Assuming this complex situation, more than 20 participants per session created new pieces –some in exercise format–, took up projects that they had already worked on in the past or collectively set out to create new projects that will continue to develop beyond the scope of our meetings.
Taking these refuge and nest issues also in their complexity, we asked ourselves questions that made each of the participants involve their personal experiences, memory, memories and experiences from each of their territories. We addressed questions that sought to keep us in constant movement; at times we went through very optimistic or pessimistic visions about the possibility or necessity of having a shelter or a nest, and at other times, we were able to articulate more complex visions, enduring in intermediate and liminal states. For both, we took as a theoretical structure of support and dialogue the thought of Félix Guattari presented in The Three Ecologies (1989). His ethical-political approach that highlights the molecular domains of sensitivity, intelligence and desire, as well as his articulation of the three ecological registers (environment, social relations and human subjectivity), helped us to expand our creations and thoughts in relation to shelter and nest.
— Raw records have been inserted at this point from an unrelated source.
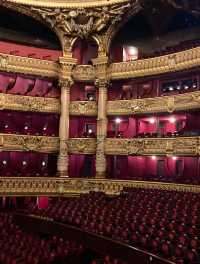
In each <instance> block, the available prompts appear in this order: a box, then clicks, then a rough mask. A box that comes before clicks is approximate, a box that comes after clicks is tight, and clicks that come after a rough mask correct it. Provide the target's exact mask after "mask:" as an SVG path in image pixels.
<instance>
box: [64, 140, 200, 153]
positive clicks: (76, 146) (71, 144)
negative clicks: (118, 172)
mask: <svg viewBox="0 0 200 264" xmlns="http://www.w3.org/2000/svg"><path fill="white" fill-rule="evenodd" d="M97 144H98V142H96V139H93V138H73V139H72V138H71V139H70V140H69V143H68V148H69V153H70V154H95V152H96V147H97ZM105 153H106V155H181V156H196V155H199V154H200V137H176V138H136V139H119V138H112V139H111V138H107V139H106V141H105Z"/></svg>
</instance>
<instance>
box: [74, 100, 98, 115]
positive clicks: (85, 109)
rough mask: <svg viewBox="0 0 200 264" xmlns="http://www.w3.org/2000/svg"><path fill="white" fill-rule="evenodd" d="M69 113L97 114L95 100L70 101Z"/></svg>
mask: <svg viewBox="0 0 200 264" xmlns="http://www.w3.org/2000/svg"><path fill="white" fill-rule="evenodd" d="M70 115H76V116H81V115H85V116H97V103H96V102H95V101H71V102H70Z"/></svg>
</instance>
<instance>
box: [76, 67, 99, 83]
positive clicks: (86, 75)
mask: <svg viewBox="0 0 200 264" xmlns="http://www.w3.org/2000/svg"><path fill="white" fill-rule="evenodd" d="M72 76H73V78H74V80H76V81H94V80H95V70H94V67H92V66H91V65H76V67H74V69H73V72H72Z"/></svg>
During the first session, when asked about the conditions that a refuge can have and the conditions that we would like a refuge to have, the artists (coincidentally and by chance, we had a cohort one hundred percent comprised of women) generated sculptural pieces, artists’ books, photographs, videos, dance pieces and more, reflecting on the permeability or isolation structures that a shelter can have. Also, many artists started from their bodily memories to refer to the refuge and made improvisation and performance pieces. We created in relation to the refuge conditions presented by nature and the refuges that we create to protect ourselves from certain natural conditions. Memory as a refuge and shelters for memory also arose through textile practices or from the use of jewelry or objects with which we build links. Finally, the bonds and the community as spaces that shelter and spaces that imply care was another of the axes that we explored through pieces that included readings of texts and sound activations.
Together Apart has functioned as a program that opened up possibilities for meeting and collaborative creation. It has made possible the creation of new rhythms and synchronies for a limited time but whose reverberations and echoes continue to affect in unexpected directions.